二七 黒猫族の女
大陸南部の主要街道沿いにある宿場町エルプネレベデアの町は、昼を過ぎてゆったりとした時間が流れていた。
一人の黒猫族の女が西の関所から街に入り、街道の大通りをひたすら東へ東へと歩いていた。
「お姉さん、お姉さん」
すると、どこからか女を呼ぶ声が街道沿いの店から聞こえてきた。女は声の主を探すために耳を動かした。
「お姉さん、お姉さん」
耳のなびく方へ目をやると、白猫族の女が商店を背にして手招きしていた。
「これから東の方へ行くの?」
白猫族の女は、背中に担いでいた荷物に視線を移しながら話しかけた。
「ええ、まあ」
「行商は大変だね。今日はこの町で休んでいったら?」
「そうしたいのは山々なんですけど……」
「夜はまだ寒いよ。ほらほら」
あまりにも優しい手招きに、黒猫族の女は引き寄せられた。宿に入り、一晩分の宿泊料を支払うと、金と交換に出されたお茶に嗜みつつ、カウンター越しに話をし始めた。
「部屋はもう埋まったんですか?」
宿の主は振り向いて答えた。
「うーん、いつもならこの時間はまあまあ埋まるんだけど、今日に限ってそんなでもないよ」
「そうですか……何故でしょう?」
黒猫族の女は。僅かに微笑みを浮かべながら主に問いかけた。
「どうしてだろうかねえ……そういえば……」
主は顎に手を当てて何かを思い出した。それに興味を持った女は、身を乗り出して聞き始めた。
「なんです?」
「トリュラリアの町で、ミュレス人の反乱があったって聞いたけど……その関係で、西から人が来なくなったのかなぁ」
「反乱ですか?」
「らしいよ」
主の言葉に、黒猫族の女はふと外の通りに目をやり、また主の方を向き直した。
「その一団、西に行きましたかねぇ」
「うーん、どうだろうね……天政府人が話していたのを聞いただけだから……」
その言葉に黒猫族の女は少し表情を曇らせたが、再び微笑みを浮かべた。
「きっと、すぐに来ますよ」
黒猫族の女は、主に一言残しつつ手のひらを見せた。
「あ、ああ、はいはい。お部屋は12号室ね」
宿の主は、慌てて部屋の鍵を取り出して手渡した。黒猫族の女は、それを受け取ると颯爽とカウンターから離れ、部屋に直行した。
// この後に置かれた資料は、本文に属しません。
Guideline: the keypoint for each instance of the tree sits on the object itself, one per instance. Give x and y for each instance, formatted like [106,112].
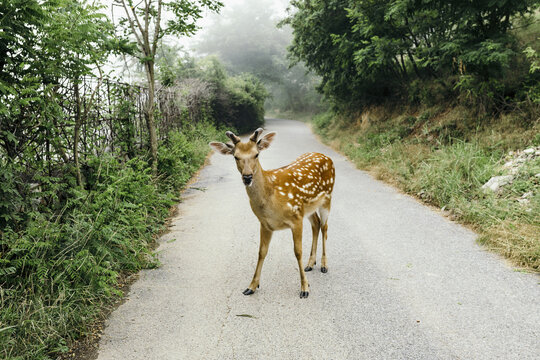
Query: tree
[143,20]
[368,50]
エルプネレベデアの酒場は、大通りに面しているにも関わらず、中には空席も目立ち、とてもひっそりとしていた。白猫族と黒猫族が半々ぐらいいるが、意外と天政府人の姿は見当たらなかった。
「今日は人、少ないね」
白猫族の3人組は、小さなテーブルを囲みながら酒ではなく、果実ジュースを飲みながら語り合っていた。
「大通りも人があんまり通らないよね」
「ね。そういえば、昨日も静かだったよ」
「おかしいよね。芽生えの日の前後って結構賑やかなのに……」
すると、そのうちの一人が話を切り出した。
「そういえば、トリュラリアで一悶着あったらしいよ」
「一悶着?」
2人は、その話に飛びついた。
「通りを歩いてた天政府人が話してたよ。トリュラリアの町役場がミュレス人に乗っ取られたんだって」
それを聞いてただただ顔を見合わせながら狼狽えるしかなかった。
「え? それ、本当?」
「本当じゃない? 天政府人が言ってたんだし」
すると、3人とも腕を組んで考え込んでしまった。
「うーん……私達にも影響してくるのかな?」
「きっとするよ。この町だって、天政府人の支配下にあるんだから」
「もっと締め付けが強くなるのは嫌だよね」
「そうだね……」
3人が話をしているところへ、会計を終えた黒猫族の女が通りかかった。
「すぐに良くなるよ」
後ろから突然に話しかけられ、3人は一斉にその女の方に顔を向けた。
「なぜ?」
「トリュラリアの一団が、じきに来るでしょうから」
そう言い残すと、黒猫族の女はさっさと酒場を後にしていった。
日が完全に落ち、夜も更けた頃には、小さなエルプネレベデアでは謎の黒猫族の女の話で持ちきりだった。そして、その女の話した「トリュラリア襲撃の一団がエルプネレベデアにやってくる」という噂も一緒になって広まり、ミュレス人の間に警戒の空気が広まっていった。
この噂を耳にしたのは、ミュレス人のみではなかった。エルプネレベデアの町長も噂を聞きつけ、治安管理員の緊急配備を言い渡し、さらにミュレス人には当分の外出禁止を言い渡した。いつもは寝静まる夜中のエルプネレベデア町内は一転、誰も眠れない異様な空気に包まれた。